Earlier it was reported several men armed with hand grenades and guns attacked a busy bus stop in eastern Belgium on Tuesday, killing at least two people and wounding about a dozen, officials and media reports said.

The attack left blood splattered across the cobblestones of the central area of Liege city, which was crowded with people doing Christmas shopping in nearby markets.

Footage from the scene showed people, including a large group of children, fleeing down the streets of the city center - some still carrying shopping bags.

Ambulances and police vehicles descended on the area. Officials and the media reports had no information about the identity of the two or three assailants or what could have motivated their attack.

But the Belgian public broadcaster VRT reported they remained at large and police were telling residents to stay in their homes or seek shelter in shops or public buildings.

Another broadcaster, Radio Television Belge Francophone, said all buses had been asked to leave the city centre and all shops in the area were closed, some with many customers stranded inside.

Helicopters

News reports said police helicopters are flying over the city and a medical post has been set up in the courtyard of the palace of the Prince Bishops court house located on the site. About a dozen people were reported to have been wounded.

VRT Radio spoke with Herve Taveirne from the courthouse into which he had fled to escape the gunfire. "We were in the courthouse building and were just leaving when we saw someone toss a grenade," Taveirne said.

'Our lives were in danger'

"I grabbed a little boy ... and took him back into the courthouse. Outside the building I heard shooting ... Our lives were in danger. This man was shooting in any direction. We ran for our lives at that point."

The television channel La Une said a man with a Kalashnikov automatic weapon had opened fire on a bus. The situation was chaotic, and reports were conflicting as to the number of assailants.

Many news organizations reported that one of the dead was an attacker. In Brussels, Interior Ministry official Peter Mertens confirmed the attack and said at least one or two assailants were involved and at least one person was killed and several were wounded.

Emergency medical teams were called in from as far away as the Netherlands, Mertens said. Phone calls to Liege authorities were not immediately answered.
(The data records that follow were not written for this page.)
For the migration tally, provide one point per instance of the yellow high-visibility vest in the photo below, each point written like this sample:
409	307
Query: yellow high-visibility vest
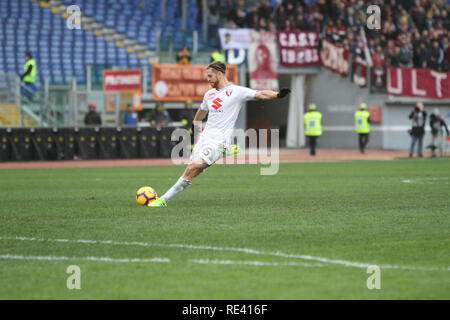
31	77
362	121
313	123
217	56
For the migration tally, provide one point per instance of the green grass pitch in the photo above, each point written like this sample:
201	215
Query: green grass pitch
308	232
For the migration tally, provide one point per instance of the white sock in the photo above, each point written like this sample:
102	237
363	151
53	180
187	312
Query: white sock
179	186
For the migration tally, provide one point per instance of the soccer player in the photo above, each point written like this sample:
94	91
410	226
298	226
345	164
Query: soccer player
222	104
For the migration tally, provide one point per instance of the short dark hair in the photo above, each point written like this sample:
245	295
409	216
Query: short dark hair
218	66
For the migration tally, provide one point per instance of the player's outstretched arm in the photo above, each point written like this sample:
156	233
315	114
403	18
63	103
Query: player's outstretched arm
269	94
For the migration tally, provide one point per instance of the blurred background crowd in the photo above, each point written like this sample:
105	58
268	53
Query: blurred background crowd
413	33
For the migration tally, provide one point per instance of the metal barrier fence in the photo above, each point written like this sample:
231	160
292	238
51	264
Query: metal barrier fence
73	143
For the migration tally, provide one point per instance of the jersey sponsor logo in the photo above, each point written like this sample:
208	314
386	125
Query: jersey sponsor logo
216	104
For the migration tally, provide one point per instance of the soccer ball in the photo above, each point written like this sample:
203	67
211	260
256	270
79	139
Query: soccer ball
145	195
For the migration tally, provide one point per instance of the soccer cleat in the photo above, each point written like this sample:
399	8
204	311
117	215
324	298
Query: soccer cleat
159	202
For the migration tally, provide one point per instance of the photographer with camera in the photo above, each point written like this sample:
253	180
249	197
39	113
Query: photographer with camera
418	117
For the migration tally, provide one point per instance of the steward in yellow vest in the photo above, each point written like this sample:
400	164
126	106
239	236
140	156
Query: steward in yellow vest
313	127
29	76
362	126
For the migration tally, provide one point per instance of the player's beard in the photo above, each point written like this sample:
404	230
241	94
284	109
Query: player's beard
215	85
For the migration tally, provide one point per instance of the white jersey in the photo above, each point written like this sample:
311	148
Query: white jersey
224	106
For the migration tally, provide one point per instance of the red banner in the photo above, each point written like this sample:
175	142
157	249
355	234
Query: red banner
263	60
127	80
298	48
425	83
176	82
334	57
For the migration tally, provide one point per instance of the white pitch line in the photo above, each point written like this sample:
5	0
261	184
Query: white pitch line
256	263
102	259
232	249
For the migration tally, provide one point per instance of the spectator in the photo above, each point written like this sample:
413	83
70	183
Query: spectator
251	18
92	117
265	10
419	17
159	117
446	49
437	124
238	14
378	57
418	117
436	56
184	56
130	117
406	54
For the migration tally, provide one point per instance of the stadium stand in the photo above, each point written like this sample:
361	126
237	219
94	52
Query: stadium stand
61	53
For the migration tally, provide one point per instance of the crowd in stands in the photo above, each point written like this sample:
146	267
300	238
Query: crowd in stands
413	33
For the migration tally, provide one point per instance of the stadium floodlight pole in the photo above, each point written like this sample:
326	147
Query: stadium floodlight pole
205	20
88	78
184	14
18	97
195	42
163	10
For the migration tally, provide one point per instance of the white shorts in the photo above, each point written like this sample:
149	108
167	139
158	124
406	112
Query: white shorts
209	149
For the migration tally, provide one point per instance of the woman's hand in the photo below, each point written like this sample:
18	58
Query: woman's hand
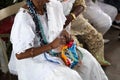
58	42
76	11
67	36
63	39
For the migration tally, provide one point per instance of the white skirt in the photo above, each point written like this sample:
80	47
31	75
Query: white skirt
40	69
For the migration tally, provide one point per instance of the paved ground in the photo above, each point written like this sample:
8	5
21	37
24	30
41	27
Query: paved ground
112	54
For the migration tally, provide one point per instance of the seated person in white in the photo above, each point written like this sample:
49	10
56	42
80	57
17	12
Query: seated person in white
30	58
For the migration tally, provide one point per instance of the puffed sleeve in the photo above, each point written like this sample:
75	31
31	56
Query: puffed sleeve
80	2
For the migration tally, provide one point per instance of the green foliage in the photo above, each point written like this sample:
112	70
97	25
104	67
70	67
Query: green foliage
5	3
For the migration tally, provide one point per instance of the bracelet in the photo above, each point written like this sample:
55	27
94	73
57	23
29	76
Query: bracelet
31	53
73	15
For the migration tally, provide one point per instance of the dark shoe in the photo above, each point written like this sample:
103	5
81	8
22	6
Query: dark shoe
116	25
The daily newspapers Le Soir and La Capitale reported that three assailants lobbed grenades into a crowd at the bus shelter and opened fire with guns.

Belgian media reported that one of the attackers was apparently killed, a man believed to be about 40 years old. The daily La Meuse newspaper said an attacker had killed himself. New reports said the attack began at about 12.30pm (630am EST) when the men lobbed several grenades at the bus shelter in Place Saint-Lambert, a busy downtown square.

The reports said witnesses reported four explosions and gun fire. An unidentified man who was wounded in the attack told Belgium's VRT television network that "someone threw grenades and fired shots."

Christmas market

Police were on the scene quickly and sealed off the square. Valerie Schaaps, a spokeswoman for the prosecutors office in Brussels, confirmed there had been explosions and gunfire, causing injuries.

Place Saint-Lambert is a busy crossroads. Every day 1,800 buses serve the square, which leads to downtown shopping streets.

The Place Saint-Lambert and the nearby Place du Marche host the Liege's annual Christmas market which consists of 200 retail cabins and attracts some 1.5 million visitors a year.